On Monday March 9, President Obama fulfilled a campaign promise by issuing an Executive Order to expand the federal funding of embryonic stem cell research (ESCR).  While the move was expected, it is baffling given the fact that recent advances in the stem cell research field have made ESCR technologically passé.  Just over a year ago scientists were able to come up with a morally benign method of obtaining the biological equivalent of ESCs, called Induced Pluripotent Stem Cells (iPS).  iPS cells have the advantage over ESCs in that they do not require the destruction of human embryos or cloning to obtain them, the process of creating them is simple and less expensive, they do not face the problem of somatic rejection when used therapeutically, and they promise a limitless supply of pluripotent stem cells (stem cells that can become any of the body’s 220 cells) for scientific research.  Given the recent technological advances in pluripotent stem cell research, deciding to invest additional money in ESCR makes as much sense as deciding to invest money to make better cassette tapes.  Obama’s Executive Order is out-of-date, and unnecessary.

On the positive side, Obama did not try to hype the potential of embryonic stem cells as have many other politicians.  He candidly admitted that “at this moment, the full promise of stem cell research remains unknown, and it should not be overstated.  But scientists believe these tiny cells may have the potential to help us understand, and possibly cure, some of our most devastating diseases and conditions. … [I]f we pursue this research, maybe one day – maybe not in our lifetime, or even in our children’s lifetime – but maybe one day, others like him [Christopher Reeve] might [be cured via embryonic stem cell therapies].”

On the negative side, however, I find Obama’s reasoning to be malformed.  According to Obama,

[I]n recent years, when it comes to stem cell research, rather than furthering discovery, our government has forced what I believe is a false choice between sound science and moral values. In this case, I believe the two are not inconsistent. As a person of faith, I believe we are called to care for each other and work to ease human suffering.

The dichotomy between science and morality is not a false one.  The two can conflict at times.  We can debate whether the two conflict in the case of embryonic stem cell research, but it will not do to just declare by fiat that there is no conflict.

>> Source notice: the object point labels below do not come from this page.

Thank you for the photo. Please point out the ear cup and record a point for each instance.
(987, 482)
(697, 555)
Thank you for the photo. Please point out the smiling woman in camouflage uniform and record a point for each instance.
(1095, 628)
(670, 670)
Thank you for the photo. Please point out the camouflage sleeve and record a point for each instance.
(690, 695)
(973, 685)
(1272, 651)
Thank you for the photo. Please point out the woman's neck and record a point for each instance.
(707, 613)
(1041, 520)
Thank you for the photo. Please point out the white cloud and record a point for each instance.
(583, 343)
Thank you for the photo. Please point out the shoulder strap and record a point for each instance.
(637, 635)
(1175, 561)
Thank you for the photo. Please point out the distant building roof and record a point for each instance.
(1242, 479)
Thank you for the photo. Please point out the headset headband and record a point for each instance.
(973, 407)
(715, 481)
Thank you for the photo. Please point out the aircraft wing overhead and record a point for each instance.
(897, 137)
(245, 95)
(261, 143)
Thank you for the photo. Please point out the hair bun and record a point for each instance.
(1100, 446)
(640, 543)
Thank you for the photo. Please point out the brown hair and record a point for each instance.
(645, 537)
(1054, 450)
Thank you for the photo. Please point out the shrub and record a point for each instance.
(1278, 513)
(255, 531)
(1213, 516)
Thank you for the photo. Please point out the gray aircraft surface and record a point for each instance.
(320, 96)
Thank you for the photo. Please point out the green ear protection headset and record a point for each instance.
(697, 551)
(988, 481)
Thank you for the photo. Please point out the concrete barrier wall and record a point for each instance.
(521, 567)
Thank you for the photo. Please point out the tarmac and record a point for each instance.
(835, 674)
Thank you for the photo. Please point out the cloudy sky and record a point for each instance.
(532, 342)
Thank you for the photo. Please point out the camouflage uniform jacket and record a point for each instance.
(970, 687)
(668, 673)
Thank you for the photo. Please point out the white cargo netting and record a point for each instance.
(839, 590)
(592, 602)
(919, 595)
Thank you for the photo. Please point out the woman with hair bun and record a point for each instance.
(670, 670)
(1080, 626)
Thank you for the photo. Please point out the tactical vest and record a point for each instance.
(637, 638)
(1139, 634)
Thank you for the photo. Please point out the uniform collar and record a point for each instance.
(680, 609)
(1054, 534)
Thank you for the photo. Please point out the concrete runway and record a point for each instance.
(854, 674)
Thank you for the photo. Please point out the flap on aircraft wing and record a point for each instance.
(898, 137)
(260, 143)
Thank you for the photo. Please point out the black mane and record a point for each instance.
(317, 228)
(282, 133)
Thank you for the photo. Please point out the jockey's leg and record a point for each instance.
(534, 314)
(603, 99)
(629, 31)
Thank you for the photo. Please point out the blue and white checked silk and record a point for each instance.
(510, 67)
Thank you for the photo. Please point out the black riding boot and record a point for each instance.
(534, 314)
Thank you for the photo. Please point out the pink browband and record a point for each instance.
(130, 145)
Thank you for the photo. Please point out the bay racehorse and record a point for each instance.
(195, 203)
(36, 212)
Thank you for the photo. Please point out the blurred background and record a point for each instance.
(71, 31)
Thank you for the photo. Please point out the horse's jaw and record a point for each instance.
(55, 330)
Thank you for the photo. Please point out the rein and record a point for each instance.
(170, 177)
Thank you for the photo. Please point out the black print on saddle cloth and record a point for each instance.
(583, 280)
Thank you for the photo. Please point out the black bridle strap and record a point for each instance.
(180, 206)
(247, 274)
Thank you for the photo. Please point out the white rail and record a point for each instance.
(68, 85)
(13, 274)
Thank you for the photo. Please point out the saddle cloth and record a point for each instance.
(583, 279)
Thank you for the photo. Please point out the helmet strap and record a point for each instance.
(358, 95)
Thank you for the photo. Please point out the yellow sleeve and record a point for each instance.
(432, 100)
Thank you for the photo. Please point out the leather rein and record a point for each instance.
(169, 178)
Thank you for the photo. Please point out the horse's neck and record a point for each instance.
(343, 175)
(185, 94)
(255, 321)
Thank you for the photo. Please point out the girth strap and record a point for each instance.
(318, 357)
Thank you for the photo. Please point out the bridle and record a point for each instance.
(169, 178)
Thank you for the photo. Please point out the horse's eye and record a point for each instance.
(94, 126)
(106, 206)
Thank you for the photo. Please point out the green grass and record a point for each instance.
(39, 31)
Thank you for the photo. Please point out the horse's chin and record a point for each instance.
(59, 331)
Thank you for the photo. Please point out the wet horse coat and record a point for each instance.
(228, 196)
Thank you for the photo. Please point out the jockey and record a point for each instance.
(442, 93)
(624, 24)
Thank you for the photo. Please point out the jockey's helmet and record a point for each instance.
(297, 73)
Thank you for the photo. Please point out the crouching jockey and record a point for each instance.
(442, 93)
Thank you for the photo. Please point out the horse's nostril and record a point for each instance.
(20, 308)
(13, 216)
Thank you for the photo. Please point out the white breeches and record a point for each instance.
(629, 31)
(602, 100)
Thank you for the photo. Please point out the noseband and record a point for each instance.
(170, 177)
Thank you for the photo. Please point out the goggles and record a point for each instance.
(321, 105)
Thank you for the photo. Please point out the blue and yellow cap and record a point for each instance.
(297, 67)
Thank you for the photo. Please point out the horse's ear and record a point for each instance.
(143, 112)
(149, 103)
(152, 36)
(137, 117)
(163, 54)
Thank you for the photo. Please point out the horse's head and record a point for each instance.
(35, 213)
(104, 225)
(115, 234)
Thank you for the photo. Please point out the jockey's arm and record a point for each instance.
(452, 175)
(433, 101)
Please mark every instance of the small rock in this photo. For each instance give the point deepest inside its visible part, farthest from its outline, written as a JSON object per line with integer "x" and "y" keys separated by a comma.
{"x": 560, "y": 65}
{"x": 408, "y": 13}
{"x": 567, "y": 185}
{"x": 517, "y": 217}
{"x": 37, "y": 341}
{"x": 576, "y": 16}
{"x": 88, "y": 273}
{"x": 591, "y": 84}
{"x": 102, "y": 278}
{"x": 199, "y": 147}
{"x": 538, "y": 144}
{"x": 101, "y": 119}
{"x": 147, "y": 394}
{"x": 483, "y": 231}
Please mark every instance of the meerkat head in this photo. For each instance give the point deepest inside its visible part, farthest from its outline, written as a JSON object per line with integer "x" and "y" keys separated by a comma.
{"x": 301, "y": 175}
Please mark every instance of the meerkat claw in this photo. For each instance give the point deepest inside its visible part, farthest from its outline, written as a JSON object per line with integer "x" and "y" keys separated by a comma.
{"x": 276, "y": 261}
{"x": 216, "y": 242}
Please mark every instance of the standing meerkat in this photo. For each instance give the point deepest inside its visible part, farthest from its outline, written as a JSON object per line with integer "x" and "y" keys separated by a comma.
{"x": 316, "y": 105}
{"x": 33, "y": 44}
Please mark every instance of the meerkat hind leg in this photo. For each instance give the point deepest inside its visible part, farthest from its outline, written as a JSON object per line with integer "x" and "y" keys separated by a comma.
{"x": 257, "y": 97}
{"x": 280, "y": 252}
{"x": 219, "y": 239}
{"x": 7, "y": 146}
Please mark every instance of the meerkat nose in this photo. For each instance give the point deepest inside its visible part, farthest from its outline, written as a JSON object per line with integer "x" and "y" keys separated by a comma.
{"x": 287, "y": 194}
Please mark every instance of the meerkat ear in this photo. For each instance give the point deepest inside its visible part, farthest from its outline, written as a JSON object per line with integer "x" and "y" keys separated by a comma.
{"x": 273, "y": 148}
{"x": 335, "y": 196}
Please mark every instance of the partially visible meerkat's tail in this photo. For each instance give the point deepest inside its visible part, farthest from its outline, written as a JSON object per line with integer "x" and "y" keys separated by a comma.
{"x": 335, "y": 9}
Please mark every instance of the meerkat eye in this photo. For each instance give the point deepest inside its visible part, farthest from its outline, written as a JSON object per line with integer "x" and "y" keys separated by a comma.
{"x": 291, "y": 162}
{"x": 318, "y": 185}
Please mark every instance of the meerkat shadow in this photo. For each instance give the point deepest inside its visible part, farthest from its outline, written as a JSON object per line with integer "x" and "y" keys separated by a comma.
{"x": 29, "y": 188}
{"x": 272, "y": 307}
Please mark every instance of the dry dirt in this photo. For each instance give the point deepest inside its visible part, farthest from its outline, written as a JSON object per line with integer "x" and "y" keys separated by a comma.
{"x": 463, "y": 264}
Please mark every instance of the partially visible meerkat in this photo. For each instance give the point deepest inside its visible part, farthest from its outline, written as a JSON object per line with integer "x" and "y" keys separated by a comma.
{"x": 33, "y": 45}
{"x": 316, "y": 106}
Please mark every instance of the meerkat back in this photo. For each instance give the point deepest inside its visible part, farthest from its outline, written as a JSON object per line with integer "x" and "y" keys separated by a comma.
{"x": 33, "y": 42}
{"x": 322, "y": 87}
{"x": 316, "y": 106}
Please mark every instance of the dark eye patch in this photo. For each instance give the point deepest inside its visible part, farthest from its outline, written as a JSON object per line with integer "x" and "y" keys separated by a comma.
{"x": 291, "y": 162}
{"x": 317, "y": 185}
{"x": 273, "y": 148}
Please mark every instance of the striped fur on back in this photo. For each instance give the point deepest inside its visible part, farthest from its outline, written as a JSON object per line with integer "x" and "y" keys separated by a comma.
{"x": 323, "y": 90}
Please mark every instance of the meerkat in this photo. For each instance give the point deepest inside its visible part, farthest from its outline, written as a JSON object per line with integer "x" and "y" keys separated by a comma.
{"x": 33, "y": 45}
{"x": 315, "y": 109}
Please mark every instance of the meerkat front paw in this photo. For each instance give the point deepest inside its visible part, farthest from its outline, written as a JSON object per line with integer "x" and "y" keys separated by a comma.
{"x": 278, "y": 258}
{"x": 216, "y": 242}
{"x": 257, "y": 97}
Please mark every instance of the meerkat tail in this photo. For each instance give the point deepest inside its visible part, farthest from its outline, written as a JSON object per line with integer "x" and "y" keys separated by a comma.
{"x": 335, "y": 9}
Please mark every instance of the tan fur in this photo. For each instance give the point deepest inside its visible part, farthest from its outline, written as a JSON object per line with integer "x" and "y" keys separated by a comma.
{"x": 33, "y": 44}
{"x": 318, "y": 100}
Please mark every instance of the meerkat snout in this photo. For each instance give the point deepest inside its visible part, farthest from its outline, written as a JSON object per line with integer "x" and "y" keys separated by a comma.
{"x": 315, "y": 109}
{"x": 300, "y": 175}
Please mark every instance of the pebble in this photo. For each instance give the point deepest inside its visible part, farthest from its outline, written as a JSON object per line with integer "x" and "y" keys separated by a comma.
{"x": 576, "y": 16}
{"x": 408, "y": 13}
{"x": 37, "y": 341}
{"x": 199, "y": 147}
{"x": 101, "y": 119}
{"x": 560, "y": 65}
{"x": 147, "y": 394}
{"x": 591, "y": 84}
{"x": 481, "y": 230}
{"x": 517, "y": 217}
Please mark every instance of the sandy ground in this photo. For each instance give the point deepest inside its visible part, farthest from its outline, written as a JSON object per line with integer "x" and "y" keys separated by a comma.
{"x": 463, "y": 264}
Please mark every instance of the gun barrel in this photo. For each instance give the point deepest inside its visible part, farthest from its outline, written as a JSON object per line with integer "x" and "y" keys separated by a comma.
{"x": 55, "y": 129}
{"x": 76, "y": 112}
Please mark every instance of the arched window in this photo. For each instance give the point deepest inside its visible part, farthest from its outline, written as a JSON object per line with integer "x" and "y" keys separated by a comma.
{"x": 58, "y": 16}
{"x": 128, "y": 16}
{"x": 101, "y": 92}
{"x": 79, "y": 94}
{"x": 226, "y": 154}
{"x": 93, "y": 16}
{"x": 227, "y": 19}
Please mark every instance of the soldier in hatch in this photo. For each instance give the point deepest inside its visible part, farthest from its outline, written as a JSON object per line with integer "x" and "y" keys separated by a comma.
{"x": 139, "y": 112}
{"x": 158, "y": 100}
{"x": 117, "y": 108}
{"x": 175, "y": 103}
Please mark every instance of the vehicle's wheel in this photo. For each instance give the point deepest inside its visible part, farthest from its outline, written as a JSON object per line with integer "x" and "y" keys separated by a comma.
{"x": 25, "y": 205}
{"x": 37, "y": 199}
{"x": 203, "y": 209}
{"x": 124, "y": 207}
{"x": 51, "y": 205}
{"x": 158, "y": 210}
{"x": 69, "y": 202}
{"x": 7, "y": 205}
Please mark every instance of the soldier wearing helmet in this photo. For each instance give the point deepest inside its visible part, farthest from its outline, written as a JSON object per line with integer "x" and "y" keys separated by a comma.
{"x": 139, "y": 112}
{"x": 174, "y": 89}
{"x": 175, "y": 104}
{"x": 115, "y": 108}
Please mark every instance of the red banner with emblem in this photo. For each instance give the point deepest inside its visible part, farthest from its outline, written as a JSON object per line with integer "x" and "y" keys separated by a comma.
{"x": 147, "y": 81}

Interestingly enough, Obama goes on to speak of his own religious moral values, and how they have affected his decision to expand the funding of ESCR.  What I would like to know is why it’s ok for Obama to make policy based on his religious values, but it was wrong for Bush to do the same?  This is a double-standard.  The fact of the matter is that in principle, there is nothing wrong with drawing on one’s religiously-informed moral values to make public policy.  Policies are based on moral considerations, and our understanding of what’s right and wrong is most often informed by our religious convictions.  In this case, however, we have two men with conflicting moral values.  Bush valued all human life – including embryonic life – whereas Obama only values post-natal life.  Bush valued all human life equally, and thus believed it would be immoral to kill one life to save another.  Obama doesn’t value all life equally, and thus thinks it a moral imperative to kill one life to save another.  Each man has a different ideology, and thus a different policy.  So enough with the talk about Bush choosing “ideology over science.”  He chose morality over science.  Obama, on the other hand, is choosing science over morality (although I’m sure he doesn’t see it that way).